Fig. 1: Serum CHGA in response to verapamil treatment of subjects with T1D. | Nature Communications

Fig. 1: Serum CHGA in response to verapamil treatment of subjects with T1D.

From: Exploratory study reveals far reaching systemic and cellular effects of verapamil treatment in subjects with type 1 diabetes

Fig. 1: Serum CHGA in response to verapamil treatment of subjects with T1D.

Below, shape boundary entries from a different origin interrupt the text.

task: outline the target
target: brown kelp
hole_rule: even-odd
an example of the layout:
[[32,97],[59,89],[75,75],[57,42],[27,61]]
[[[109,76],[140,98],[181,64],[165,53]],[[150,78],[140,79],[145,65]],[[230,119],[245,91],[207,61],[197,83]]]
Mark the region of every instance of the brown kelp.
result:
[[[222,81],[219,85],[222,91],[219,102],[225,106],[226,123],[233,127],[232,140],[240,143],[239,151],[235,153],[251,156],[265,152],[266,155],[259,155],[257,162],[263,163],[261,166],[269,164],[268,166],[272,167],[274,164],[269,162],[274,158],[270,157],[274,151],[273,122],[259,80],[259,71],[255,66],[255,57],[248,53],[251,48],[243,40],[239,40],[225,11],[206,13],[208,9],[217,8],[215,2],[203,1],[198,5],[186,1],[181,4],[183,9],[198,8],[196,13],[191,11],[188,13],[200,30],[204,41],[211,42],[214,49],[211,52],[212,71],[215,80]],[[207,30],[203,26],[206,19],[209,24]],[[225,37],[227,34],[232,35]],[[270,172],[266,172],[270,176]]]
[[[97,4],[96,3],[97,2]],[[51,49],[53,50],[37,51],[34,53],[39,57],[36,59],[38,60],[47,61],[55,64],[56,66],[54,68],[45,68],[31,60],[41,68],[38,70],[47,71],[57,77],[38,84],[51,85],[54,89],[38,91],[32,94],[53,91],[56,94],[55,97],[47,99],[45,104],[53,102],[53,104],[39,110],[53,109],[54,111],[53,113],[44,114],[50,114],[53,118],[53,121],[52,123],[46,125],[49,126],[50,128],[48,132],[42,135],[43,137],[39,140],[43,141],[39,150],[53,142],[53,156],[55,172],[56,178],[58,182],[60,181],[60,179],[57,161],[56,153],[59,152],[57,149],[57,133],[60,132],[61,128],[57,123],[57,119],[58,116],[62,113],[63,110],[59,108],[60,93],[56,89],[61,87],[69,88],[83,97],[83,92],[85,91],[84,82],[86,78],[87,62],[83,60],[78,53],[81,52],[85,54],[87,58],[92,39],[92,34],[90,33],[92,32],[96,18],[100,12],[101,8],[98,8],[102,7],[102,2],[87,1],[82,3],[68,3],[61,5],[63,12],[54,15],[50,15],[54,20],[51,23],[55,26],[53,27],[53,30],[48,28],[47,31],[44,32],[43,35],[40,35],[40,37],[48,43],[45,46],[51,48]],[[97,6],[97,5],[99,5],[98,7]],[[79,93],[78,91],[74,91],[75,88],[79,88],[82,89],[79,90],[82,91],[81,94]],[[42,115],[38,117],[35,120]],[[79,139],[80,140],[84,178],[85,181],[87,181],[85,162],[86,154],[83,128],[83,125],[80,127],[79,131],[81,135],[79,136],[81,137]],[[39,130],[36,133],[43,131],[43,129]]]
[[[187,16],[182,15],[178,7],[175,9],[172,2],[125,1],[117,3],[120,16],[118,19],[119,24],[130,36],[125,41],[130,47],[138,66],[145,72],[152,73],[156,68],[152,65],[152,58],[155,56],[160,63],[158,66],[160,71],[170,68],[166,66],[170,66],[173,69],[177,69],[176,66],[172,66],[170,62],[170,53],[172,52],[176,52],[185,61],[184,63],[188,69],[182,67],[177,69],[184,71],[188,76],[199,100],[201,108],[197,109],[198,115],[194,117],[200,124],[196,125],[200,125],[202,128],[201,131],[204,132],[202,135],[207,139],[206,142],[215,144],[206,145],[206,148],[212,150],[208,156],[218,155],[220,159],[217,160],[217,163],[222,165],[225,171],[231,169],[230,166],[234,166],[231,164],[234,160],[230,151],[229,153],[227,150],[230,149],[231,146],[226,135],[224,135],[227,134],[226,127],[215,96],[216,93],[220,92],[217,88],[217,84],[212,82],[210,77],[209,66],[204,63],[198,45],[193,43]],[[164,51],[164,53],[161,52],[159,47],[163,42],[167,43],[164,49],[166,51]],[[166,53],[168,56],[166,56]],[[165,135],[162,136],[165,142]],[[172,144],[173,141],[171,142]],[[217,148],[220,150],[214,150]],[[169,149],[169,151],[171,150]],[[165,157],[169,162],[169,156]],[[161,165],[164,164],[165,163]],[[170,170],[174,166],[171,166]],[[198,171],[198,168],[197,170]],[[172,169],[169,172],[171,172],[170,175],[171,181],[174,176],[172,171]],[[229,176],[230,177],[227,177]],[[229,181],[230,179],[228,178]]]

CHGA as assessed by LC-MS/MS (y-axis represents relative abundance levels in zero-centered log2 form) in serum at baseline (BL) or at 1 year (Y1) of individual control subjects with T1D receiving placebo (black) (n = 5) (NS) (a) or verapamil (red) (n = 5) (t4 = 5.966, *P = 0.0040) (b). Comparison of the changes in CHGA (BL to Y1) as assessed by LC-MS/MS in the verapamil and the placebo group (t8 = 3.674, *P = 0.0063) (c). Serum CHGA levels at BL or Y1 as assessed by ELISA in individual control subjects with T1D receiving placebo (n = 6) (NS) (d) or verapamil (n = 9) (t8 = 5.44, *P = 0.0006) (e). Comparison of the changes in CHGA (BL to Y1) as assessed by ELISA in the verapamil and the placebo group (t13 = 4.497, *P = 0.0006) (f). Serum CHGA levels in healthy, non-diabetic volunteers (blue) (n = 9) as assessed by ELISA and compared to subjects with T1D at baseline (T1D BL) (white) (n = 15), subjects with T1D getting placebo for 1 year (Control T1D Y1) (n = 6) or receiving verapamil for 1 year (Verapamil T1D Y1) (n = 9) (F3,35 = 4.392, *P = 0.01) (g). Correlation of C-pep AUC and serum CHGA (R = −0.62, P = 0.0026) (h). Bars represent means ± SEM. For a, b, d, e, two-tailed, paired Student’s t-test. For c, f, two-tailed Student’s t-test. For g, one way ANOVA and for h, repeated measures correlation coefficient by mixed model. Subject characteristics are listed in Supplementary Table 1. Source data are provided as a Source Data file.